8.      Ter zake van een handeling kan slechts worden gesproken van misbruik van bevoegdheid wanneer er objectieve, ter zake dienende en onderling overeenstemmende aanwijzingen bestaan dat zij uitsluitend of althans overwegend is vastgesteld om andere dan de aangegeven doeleinden te bereiken, dan wel om te ontkomen aan de toepassing van een procedure die het Verdrag speciaal heeft voorzien om aan zekere omstandigheden het hoofd te bieden.

(cf. punt 145)

9.      Volgens het bij de Regeling kosten en vergoedingen van de leden van het Europees Parlement (hierna: „Regeling kosten en vergoedingen”) ingevoerde stelsel moet het lid dat een derdebetalende aanwijst, die wordt belast met het beheer van de uit hoofde van de vergoeding voor parlementaire medewerkers betaalde bedragen, in staat zijn de stukken over te leggen die bewijzen dat de bedragen zijn besteed overeenkomstig de met zijn medewerkers gesloten contracten.
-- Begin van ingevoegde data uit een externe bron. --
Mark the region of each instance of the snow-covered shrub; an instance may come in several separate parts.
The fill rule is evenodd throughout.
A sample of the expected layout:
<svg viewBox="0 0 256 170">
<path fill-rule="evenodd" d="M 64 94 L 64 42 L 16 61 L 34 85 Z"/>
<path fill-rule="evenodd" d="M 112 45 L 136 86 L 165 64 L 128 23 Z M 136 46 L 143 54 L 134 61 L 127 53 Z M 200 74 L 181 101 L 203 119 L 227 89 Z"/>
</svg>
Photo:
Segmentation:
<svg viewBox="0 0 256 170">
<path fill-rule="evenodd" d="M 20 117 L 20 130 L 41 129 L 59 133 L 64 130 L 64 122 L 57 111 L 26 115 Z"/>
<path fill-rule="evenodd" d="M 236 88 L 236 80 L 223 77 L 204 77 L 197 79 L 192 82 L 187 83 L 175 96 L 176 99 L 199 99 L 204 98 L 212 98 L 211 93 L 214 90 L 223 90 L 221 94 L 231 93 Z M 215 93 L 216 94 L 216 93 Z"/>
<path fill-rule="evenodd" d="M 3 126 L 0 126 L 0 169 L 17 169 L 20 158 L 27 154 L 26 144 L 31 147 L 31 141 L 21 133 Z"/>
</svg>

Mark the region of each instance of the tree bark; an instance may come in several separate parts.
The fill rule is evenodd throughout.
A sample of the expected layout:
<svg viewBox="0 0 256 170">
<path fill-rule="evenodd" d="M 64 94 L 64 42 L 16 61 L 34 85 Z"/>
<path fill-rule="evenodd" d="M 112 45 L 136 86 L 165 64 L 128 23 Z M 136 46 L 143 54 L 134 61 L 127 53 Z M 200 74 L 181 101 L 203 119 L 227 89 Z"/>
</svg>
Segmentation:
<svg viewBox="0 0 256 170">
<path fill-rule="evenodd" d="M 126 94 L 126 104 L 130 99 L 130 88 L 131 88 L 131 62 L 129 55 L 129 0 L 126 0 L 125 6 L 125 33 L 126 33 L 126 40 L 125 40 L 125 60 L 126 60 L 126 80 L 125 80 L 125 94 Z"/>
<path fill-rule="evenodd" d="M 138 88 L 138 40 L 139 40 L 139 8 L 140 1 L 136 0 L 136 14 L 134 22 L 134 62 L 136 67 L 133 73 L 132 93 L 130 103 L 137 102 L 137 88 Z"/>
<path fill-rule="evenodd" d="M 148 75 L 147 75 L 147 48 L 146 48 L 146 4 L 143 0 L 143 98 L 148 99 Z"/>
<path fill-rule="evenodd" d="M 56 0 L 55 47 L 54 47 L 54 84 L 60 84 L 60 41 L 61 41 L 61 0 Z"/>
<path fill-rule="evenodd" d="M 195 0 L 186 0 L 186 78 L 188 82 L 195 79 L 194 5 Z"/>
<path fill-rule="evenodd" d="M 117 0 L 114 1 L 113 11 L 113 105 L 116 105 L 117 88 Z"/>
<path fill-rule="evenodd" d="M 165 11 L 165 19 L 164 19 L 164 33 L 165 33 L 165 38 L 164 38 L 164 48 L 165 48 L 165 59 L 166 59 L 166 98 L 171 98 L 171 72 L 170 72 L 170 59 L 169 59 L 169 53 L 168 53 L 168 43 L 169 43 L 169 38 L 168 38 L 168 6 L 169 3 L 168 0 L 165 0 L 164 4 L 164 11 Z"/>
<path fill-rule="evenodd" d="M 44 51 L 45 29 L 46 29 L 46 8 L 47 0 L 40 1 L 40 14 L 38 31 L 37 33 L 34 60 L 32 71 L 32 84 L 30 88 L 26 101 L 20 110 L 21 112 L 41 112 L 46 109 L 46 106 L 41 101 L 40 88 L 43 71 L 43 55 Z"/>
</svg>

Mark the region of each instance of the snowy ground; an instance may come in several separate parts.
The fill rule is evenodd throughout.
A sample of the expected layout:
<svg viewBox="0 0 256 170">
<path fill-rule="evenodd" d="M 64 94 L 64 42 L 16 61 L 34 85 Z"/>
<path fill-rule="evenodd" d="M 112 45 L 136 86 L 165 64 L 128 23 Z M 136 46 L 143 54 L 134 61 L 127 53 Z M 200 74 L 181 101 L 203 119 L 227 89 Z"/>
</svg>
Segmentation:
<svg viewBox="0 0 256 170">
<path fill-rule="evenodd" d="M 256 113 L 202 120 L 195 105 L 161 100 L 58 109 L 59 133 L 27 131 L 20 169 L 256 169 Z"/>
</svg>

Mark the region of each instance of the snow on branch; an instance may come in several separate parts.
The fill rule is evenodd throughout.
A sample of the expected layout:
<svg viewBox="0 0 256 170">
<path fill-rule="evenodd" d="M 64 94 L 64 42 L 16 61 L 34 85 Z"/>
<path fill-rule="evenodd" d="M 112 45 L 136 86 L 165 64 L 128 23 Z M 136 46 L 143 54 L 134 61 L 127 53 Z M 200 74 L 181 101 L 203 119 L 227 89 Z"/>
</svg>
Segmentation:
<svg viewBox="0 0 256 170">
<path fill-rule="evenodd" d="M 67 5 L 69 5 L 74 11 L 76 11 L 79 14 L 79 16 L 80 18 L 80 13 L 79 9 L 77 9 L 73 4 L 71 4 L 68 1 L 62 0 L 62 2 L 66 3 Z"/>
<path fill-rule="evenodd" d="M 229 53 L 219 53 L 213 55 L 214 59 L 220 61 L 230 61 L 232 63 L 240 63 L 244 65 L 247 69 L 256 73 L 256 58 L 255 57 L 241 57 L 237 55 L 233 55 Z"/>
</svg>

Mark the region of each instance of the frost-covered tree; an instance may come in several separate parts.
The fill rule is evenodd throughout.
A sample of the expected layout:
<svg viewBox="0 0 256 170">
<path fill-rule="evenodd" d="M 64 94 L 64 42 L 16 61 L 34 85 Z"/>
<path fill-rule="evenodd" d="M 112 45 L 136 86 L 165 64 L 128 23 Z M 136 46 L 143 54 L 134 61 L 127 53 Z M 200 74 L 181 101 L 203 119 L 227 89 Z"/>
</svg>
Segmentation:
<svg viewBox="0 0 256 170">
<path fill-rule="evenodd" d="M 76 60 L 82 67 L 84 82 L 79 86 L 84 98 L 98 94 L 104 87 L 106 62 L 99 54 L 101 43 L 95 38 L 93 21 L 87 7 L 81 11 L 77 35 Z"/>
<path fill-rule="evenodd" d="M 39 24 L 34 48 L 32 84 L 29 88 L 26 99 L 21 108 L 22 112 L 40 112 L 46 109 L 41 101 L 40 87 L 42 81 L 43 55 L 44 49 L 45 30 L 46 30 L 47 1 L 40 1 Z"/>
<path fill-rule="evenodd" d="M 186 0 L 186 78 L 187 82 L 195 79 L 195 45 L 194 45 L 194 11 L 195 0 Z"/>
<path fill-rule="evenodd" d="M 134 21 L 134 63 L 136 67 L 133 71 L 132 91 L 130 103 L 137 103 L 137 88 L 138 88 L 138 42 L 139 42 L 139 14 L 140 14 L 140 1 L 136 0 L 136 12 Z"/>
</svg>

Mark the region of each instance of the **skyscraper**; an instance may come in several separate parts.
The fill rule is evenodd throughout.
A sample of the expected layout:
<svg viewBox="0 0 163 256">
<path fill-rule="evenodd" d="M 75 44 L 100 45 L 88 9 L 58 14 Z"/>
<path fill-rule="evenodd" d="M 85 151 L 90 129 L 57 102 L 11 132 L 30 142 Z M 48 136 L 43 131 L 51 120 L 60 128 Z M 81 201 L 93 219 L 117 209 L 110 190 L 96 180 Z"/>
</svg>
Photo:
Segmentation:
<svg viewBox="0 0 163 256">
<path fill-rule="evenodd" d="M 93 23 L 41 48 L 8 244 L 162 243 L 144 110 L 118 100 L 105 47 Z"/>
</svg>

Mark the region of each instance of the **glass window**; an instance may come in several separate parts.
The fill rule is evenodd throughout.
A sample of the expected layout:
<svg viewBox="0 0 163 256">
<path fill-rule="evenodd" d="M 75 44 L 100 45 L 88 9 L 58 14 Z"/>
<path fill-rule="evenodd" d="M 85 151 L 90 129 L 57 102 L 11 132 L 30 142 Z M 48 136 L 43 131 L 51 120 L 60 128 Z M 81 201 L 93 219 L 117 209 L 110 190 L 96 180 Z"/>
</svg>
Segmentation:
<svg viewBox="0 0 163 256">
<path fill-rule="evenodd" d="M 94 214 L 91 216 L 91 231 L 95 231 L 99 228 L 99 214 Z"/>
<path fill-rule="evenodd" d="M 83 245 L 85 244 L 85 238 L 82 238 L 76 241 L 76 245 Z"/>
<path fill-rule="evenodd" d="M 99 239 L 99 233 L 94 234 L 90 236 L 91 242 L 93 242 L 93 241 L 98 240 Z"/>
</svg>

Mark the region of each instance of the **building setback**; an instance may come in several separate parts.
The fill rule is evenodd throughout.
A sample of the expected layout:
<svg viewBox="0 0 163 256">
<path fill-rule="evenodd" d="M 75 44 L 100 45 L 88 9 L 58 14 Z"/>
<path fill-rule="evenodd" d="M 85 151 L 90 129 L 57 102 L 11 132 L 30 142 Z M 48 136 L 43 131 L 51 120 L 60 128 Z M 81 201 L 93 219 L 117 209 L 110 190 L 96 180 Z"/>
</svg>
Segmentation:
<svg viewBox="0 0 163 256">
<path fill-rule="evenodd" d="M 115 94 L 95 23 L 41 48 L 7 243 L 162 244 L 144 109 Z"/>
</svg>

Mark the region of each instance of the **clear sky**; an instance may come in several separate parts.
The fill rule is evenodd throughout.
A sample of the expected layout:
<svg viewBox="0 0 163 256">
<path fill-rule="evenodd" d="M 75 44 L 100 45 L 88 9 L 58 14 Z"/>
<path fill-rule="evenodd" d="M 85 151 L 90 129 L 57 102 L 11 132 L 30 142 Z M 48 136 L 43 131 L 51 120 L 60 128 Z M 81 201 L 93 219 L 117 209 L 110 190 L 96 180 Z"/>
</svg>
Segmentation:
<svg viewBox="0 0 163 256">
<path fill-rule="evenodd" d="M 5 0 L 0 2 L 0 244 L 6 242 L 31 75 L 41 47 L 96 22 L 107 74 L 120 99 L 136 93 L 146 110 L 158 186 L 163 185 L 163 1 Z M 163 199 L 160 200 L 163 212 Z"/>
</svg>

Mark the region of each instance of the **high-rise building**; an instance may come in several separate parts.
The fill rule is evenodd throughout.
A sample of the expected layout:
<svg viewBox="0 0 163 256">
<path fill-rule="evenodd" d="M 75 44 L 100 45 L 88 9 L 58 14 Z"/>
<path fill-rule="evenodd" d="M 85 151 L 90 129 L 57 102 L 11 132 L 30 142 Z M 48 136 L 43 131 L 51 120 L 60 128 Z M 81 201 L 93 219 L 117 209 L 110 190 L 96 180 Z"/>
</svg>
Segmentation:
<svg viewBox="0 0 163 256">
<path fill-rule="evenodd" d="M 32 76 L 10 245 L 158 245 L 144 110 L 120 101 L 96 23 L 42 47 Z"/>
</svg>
Het ontbreken van bewijsstukken van de uitgaven die uit hoofde van de salarissen van medewerkers zijn gedeclareerd of van enige andere declarabele uitgave ingevolge de Regeling kosten en vergoedingen, kan enkel leiden tot de verplichting om de overeenkomstige bedragen aan het Parlement terug te betalen. Ieder bedrag waarvan de besteding overeenkomstig de Regeling kosten en vergoeding niet door middel van stukken wordt aangetoond, moet immers worden geacht ten onrechte te zijn betaald. Het staat dus aan degene die aan de instantie stukken heeft overgelegd teneinde de besteding van de ontvangen gelden te bewijzen, om tot staving van zijn beroep voor de gemeenschapsrechter te stellen en te bewijzen dat die instantie een fout heeft begaan door te weigeren die stukken in aanmerking te nemen.